In investing circles, we call this a "trend" -- and the trend doesn't look good for Boeing.
Profits slump, too
Granted, Boeing still has a huge backlog of work to be done -- nearly 5,700 firm orders. In theory, this should mean that the sales slump wouldn't affect the company for years, and Boeing could keep rolling along, fulfilling old orders while waiting for new orders to return. In practice, though, things aren't working out that way. Profits are taking a hit, too.
Data fromS&P Global Market Intelligence from 2011 through 2015 show thatBoeing averaged 9.7% operating profit margins at its Commercial Airplanes division, ranging from a high of 10.9% in 2013 to a low of 7.8% in 2015. In 2016, however, margins at the commercial unit plunged to just 4.8% -- less than half the average from the preceding five years. This happened because sales declined 2% in 2016, and profits declined even faster, falling 5% year over year.

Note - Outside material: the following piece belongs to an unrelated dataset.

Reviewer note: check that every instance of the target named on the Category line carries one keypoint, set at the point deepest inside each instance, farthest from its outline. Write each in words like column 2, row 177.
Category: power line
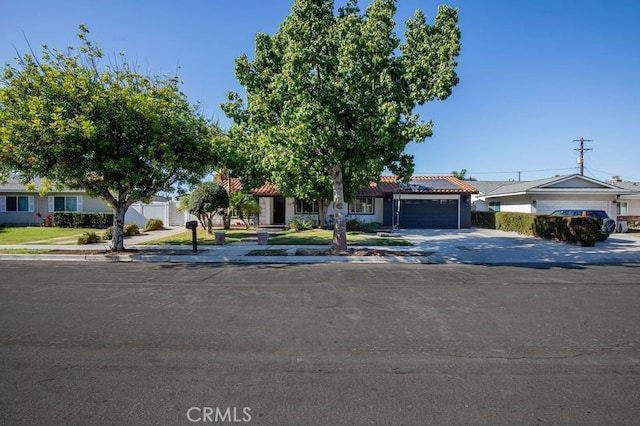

What it means for employees -- and investors
Now Boeing is promising a big reversal in fortunes for 2017. In its guidance for this fiscal year, released in January, management forecast a continuing sales slide to about $91.5 billion for the year, with most of that decline hitting the Commercial Airplanes division. Despite the continuing sales slump, though, Boeing is promising to boost its earnings per share by 36% -- from $7.61 earned last year to about $10.35 earned in 2017.
That's not going to be easy to pull off. In fact, if Boeing is to have any chance of satisfying investors by hitting its profit target, it needs to start pulling levers ASAP to help pull margins out of their dive -- by cutting expenses, and specifically cutting payroll. Judging from the stock market's reaction, investors like the fact that they're seeing Boeing taking at least a first step toward fulfilling its promise.
I'm guessing the folks getting laid off, though, are less enthused.